Shafaq News/ A retired British geologist is at risk of facing the death penalty after being accused of attempting to smuggle historic artefacts out of Iraq, according to his family.
UK ministers have faced calls to intervene to help 'make a difference' in the case of Jim Fitton, 66, who has been detained in the Middle-Eastern country.
Father-of-two Fitton, who lives in Malaysia, was held over smuggling allegations during his first visit to the country for a geology and archaeology tour.
His children - Joshua and Leila, and Leila's husband Sam Tasker - have launched a petition to press the UK Government to help with his case.

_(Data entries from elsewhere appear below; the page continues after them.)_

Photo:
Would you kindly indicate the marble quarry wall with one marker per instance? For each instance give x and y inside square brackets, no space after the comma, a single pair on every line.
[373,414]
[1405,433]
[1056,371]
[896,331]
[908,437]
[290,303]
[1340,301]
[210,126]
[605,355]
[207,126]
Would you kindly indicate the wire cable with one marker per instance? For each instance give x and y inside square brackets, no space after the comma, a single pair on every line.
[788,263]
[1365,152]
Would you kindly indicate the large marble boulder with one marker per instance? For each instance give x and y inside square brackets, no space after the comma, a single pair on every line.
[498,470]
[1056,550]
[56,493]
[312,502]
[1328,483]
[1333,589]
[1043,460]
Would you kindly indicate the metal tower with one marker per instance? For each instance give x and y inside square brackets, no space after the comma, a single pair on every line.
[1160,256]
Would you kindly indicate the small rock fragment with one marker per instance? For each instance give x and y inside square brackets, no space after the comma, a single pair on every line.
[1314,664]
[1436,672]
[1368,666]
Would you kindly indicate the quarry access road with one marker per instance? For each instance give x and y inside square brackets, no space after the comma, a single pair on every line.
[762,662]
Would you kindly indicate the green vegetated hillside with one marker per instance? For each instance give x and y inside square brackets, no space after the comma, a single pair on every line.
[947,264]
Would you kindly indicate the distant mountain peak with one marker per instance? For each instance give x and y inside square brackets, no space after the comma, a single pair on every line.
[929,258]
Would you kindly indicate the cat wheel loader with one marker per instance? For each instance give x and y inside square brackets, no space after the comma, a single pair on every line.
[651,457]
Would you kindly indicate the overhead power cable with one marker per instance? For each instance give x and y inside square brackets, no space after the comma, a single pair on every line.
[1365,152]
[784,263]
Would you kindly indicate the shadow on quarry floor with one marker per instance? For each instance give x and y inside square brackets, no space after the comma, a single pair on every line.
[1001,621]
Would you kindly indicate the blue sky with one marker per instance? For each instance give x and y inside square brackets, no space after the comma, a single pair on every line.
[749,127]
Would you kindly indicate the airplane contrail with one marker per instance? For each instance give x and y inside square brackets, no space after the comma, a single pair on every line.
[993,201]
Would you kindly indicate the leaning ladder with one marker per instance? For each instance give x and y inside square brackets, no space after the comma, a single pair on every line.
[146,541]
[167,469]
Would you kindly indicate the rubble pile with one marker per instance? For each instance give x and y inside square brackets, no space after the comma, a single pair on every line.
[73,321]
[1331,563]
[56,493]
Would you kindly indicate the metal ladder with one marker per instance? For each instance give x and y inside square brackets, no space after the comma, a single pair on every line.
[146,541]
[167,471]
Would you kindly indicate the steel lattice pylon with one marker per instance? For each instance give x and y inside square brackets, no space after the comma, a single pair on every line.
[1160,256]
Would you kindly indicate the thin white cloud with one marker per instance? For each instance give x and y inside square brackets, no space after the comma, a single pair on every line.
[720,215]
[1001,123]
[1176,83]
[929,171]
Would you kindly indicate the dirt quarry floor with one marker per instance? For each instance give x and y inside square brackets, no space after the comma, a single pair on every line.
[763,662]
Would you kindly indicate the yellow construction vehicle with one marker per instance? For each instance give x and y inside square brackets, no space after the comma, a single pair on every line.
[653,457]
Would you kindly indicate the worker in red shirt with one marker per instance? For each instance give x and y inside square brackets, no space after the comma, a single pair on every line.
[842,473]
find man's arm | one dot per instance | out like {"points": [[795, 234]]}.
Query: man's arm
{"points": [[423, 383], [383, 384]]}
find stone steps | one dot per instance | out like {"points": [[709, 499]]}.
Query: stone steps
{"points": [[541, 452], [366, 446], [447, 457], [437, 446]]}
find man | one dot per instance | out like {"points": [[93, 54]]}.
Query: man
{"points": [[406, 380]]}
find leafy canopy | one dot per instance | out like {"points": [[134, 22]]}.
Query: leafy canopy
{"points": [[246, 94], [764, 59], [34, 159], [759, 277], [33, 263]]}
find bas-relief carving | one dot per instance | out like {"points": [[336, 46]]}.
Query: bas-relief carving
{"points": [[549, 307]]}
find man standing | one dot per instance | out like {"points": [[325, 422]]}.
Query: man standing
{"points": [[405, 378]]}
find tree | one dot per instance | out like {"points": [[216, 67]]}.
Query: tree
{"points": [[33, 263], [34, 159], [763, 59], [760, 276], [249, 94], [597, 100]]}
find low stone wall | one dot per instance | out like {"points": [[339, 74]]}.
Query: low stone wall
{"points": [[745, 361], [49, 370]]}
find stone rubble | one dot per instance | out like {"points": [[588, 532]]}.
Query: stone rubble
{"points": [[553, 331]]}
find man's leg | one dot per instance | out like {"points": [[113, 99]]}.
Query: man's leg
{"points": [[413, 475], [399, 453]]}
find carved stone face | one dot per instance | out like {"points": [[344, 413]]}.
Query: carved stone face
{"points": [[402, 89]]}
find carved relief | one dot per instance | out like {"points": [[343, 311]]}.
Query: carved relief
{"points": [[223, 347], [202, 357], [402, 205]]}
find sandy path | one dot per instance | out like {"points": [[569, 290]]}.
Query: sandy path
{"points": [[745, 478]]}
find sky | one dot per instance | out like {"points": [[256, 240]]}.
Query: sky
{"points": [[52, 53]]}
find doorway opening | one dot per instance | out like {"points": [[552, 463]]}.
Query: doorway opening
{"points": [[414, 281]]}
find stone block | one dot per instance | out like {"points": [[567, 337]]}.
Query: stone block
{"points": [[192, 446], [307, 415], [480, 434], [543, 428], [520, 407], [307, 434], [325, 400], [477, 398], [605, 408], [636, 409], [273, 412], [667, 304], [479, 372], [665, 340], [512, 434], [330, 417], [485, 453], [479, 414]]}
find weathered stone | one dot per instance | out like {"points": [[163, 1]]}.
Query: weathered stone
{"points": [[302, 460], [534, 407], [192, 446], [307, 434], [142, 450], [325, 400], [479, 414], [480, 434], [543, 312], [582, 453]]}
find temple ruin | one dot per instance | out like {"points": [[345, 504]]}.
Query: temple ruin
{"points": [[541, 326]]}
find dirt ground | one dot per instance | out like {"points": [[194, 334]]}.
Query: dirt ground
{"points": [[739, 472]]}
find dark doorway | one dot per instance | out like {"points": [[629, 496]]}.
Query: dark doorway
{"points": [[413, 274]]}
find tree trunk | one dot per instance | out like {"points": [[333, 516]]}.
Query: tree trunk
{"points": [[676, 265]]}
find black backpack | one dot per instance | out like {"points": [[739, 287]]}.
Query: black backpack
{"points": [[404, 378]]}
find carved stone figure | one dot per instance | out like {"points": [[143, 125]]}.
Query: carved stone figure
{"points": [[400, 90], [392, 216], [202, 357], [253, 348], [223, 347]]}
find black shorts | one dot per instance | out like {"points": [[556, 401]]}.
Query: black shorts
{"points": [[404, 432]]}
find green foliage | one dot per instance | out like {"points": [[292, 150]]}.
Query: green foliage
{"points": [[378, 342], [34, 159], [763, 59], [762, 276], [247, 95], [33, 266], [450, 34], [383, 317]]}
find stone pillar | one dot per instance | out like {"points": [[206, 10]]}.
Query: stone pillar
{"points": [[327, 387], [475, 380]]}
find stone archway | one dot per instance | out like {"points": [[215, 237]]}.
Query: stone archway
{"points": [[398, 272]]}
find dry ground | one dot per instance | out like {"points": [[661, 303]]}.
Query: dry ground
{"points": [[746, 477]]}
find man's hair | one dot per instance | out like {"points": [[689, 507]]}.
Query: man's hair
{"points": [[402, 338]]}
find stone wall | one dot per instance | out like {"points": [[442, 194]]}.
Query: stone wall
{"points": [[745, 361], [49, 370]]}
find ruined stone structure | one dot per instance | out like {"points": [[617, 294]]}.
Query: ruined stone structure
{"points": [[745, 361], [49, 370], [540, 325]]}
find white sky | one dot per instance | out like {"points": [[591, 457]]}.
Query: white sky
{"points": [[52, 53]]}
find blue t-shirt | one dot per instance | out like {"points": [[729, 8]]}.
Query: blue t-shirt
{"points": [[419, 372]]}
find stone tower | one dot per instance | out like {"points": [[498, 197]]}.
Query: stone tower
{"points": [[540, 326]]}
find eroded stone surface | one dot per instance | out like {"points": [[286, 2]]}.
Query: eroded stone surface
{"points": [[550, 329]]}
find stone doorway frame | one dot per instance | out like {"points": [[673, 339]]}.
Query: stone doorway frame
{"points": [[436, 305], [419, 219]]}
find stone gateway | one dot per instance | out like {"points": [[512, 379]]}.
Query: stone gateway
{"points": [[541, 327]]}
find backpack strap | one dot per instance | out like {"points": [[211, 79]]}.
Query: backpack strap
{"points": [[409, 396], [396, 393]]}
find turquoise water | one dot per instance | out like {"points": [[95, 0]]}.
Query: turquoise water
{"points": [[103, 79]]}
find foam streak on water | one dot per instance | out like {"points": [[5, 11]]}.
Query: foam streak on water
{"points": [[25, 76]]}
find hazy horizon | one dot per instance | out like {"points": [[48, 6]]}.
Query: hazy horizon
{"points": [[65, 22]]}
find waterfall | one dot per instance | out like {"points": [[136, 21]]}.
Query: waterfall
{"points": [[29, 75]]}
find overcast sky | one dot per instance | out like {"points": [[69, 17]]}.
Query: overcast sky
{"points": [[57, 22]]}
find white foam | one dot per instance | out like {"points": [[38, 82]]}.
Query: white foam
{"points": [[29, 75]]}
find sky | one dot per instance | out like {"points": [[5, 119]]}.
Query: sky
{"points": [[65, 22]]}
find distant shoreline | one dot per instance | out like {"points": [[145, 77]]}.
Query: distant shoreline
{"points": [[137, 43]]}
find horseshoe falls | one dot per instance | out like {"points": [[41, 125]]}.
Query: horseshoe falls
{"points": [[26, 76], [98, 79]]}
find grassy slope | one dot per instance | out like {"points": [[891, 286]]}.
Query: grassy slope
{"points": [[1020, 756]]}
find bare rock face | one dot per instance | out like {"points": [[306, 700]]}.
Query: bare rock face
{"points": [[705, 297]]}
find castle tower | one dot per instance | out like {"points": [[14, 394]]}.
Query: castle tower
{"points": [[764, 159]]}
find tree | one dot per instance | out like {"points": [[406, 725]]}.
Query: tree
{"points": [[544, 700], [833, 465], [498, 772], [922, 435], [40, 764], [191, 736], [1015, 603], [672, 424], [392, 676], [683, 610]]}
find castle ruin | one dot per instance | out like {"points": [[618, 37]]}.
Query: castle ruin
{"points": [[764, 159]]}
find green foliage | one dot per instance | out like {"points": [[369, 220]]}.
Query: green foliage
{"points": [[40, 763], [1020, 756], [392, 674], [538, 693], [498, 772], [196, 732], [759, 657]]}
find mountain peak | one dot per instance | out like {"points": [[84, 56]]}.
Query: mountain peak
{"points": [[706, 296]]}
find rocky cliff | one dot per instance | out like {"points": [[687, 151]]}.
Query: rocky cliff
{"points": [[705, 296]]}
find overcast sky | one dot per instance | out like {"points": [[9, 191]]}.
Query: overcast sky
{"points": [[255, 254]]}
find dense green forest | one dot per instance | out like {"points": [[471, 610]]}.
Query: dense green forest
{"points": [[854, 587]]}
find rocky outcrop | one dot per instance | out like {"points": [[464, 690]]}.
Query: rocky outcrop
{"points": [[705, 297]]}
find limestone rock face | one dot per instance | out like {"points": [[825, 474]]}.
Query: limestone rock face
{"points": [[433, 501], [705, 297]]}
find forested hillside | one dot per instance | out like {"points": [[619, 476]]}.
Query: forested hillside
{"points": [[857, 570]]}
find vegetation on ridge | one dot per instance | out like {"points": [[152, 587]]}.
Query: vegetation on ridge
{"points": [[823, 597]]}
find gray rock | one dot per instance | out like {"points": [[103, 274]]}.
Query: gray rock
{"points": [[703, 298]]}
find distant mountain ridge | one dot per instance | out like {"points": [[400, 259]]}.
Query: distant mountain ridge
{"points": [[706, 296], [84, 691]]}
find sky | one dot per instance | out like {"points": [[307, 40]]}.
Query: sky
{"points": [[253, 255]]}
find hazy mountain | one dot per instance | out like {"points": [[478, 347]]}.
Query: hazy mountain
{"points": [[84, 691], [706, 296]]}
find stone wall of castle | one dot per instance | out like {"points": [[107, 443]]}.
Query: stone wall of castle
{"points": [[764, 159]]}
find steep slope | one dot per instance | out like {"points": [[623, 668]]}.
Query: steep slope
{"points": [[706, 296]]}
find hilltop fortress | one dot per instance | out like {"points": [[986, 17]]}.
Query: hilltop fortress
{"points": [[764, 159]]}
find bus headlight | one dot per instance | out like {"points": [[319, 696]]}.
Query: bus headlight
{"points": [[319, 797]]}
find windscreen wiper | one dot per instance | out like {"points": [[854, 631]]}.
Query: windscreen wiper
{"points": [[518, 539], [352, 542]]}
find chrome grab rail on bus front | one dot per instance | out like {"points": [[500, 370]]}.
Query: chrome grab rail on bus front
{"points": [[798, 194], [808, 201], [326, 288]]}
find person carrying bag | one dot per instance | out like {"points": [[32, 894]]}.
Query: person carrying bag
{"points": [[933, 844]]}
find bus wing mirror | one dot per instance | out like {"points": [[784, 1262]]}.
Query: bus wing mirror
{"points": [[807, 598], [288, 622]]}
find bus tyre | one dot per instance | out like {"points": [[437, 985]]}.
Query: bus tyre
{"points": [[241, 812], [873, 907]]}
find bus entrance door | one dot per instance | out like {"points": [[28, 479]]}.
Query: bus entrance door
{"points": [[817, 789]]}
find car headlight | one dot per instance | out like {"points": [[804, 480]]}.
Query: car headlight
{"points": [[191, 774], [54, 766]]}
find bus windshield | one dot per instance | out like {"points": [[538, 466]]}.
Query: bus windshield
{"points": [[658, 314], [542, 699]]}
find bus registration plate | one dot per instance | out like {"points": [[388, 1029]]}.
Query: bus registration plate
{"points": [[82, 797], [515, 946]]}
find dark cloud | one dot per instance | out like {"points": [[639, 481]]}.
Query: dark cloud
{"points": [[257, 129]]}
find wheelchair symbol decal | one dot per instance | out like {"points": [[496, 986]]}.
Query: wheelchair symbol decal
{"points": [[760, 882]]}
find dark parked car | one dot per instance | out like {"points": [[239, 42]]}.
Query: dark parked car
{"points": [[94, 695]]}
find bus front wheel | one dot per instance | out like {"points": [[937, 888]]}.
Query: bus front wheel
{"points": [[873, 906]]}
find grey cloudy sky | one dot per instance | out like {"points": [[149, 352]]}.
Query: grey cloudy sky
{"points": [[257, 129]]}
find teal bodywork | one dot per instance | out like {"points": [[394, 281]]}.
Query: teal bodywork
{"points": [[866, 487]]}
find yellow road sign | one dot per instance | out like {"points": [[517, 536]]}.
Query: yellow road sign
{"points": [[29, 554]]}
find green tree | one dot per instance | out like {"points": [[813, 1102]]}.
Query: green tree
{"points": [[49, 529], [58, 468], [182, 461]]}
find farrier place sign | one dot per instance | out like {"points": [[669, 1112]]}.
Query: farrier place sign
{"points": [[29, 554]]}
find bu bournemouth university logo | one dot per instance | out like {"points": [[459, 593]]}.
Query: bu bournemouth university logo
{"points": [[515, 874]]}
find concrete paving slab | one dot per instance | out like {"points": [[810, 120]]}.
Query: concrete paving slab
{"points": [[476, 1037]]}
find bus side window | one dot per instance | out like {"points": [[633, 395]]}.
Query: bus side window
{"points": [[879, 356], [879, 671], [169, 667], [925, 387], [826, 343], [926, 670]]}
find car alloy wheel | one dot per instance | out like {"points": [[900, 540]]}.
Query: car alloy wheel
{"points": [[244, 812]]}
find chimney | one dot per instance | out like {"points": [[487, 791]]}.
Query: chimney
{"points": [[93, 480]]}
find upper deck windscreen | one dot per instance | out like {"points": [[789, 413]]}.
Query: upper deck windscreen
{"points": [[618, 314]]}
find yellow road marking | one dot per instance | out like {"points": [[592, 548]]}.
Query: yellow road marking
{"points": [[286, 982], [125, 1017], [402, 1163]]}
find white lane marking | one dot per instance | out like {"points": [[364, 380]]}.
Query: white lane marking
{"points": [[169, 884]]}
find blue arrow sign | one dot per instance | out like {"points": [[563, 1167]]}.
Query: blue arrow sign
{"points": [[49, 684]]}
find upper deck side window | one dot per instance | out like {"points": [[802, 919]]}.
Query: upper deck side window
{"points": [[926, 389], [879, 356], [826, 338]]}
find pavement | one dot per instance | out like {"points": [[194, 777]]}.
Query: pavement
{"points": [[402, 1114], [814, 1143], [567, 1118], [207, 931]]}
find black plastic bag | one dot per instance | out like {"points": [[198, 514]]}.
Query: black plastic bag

Tasker said in a statement Fitton and a German man on the trip were arrested after the group's baggage was checked at the airport, with 12 shards said to have been recovered from his luggage.
His family say he is accused of taking broken shards of pottery found at the Eridu historical site in southern Iraq. The incident took place on March 20 and a serious illness to the group's tour guide was also reported.
'Whilst on the tour, our father visited historical sites around Iraq, where his tour group found fragments of stones and shards of broken pottery in piles on the ground,' the man's family wrote with in the petition.
'These fragments were in the open, unguarded and with no signage warning against removal. Tour leaders also collected the shards as souvenirs at the site in Eridu.'
'Tour members were told that this would not be an issue, as the broken shards had no economic or historical value.' It added, 'We think that our father may be put on trial the week commencing May 8, after Eid in Iraq.
'We have days to save him before sentencing and we need the Foreign Office to help by intervening in his case now. Our lawyer has drafted a proposal for cessation of the case and the immediate repatriation of our father, which requires the backing of the Foreign Office to put to the Iraqi judiciary.'
Tasker, in a statement, explained: 'Jim would often bring home small souvenirs from his trips to remember the journey by and share his experiences with us.'
'To him this was no more significant than bringing home a small stone from the beach to remember a special family holiday. The items are widely agreed to be valueless.'
'This is the offence that now sees my father-in-law facing a potential death sentence under article 41 of the Iraqi artefacts law no.55, of 2002.'
Modern day Iraq occupies the land that was once Mesopotamia, and as a result has a trove of historical sites - including the ancient city of Babylon.
The site in question, Eridu, is found in southern Mesopotamia, and is considered to be the earliest city in the southern region - dating back to approximately 5,400BC.
Archaeological looting in Iraq has taken place since at least the 19th century, and often occurred in the chaos that followed war - including the 2003 Iraq war.
As a result, Iraq has strict laws in place against looting, and anyone found guilty can be severely punished - with large fines, prison sentences and even the death penalty.